Aggravated Criminal Damage to Property
Aggravated criminal damage to property is more serious than simple criminal damage. You could face this charge if you intentionally damage any structure, watercraft, or other vehicle where it is foreseeable that someone’s life might be endangered.
If you face this charge you could be sentenced to up to 1 to 15 years in prison and a fine of $10,000.
Damage to Property with Intent to Defraud
You could be facing this charge if you are accused of damaging property of your own or another’s with intent to defraud. This would apply to attempts to fraudulently collect insurance money or to defraud a lien holder, for instance.
This offense carries a potential sentence of up to 4 years in prison and fines of up to $10,000.

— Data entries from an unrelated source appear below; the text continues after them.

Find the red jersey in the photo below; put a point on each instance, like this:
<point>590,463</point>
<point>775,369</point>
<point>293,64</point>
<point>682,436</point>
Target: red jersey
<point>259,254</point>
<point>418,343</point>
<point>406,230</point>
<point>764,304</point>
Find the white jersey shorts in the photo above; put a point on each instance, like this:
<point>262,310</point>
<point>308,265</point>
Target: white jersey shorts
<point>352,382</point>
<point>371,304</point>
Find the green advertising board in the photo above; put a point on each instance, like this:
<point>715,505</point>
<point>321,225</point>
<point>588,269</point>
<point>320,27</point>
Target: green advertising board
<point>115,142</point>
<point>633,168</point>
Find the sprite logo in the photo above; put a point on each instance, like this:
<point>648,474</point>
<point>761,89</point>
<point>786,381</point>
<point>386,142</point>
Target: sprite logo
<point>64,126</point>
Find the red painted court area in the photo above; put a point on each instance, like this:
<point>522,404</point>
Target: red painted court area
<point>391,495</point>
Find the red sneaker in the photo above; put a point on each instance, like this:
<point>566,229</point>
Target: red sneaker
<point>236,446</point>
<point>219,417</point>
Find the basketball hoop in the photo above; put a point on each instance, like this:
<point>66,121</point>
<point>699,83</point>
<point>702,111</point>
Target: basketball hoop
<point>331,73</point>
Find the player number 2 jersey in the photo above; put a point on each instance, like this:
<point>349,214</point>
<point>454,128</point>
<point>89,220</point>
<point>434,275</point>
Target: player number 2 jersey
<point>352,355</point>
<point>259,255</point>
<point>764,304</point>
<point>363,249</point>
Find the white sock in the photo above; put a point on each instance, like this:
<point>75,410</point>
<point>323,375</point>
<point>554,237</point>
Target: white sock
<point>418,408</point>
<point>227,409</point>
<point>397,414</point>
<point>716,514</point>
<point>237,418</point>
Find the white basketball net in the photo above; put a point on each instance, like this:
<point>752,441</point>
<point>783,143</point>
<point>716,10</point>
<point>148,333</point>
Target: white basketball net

Criminal mischief is an extensive law. You could be charged with this offense if the prosecution has probable cause that you did any of the following:
- Tampered with the property of another without consent, and with the intent to interfere with the enjoyment of any rights of the owner or to deprive someone the full use of the property,
- Gave a false alarm of fire or other emergency,
- Drove a tack, nail, or spike into any tree located on the land of another,
- Pruned or topped trees or shrubs within the right-of-way of a state highway without prior permission, (all you gangsta prunas beware!)
- Gave a false report to law enforcement concerning a crime or an attempt to commit a crime,
- Threw any stone or other missile into a street or other roadway, public square or enclosure,
- Took temporary possession of any part of a place of business or remained in a business after being asked to leave the premises,
- Committed communication to any person to disrupt a public utility water service,
- Discharged any firearm at a train, or
- Put graffiti on any public or private property without consent.
A conviction of criminal mischief carries a potential sentence of up to 6 months in jail and a fine of up to $500.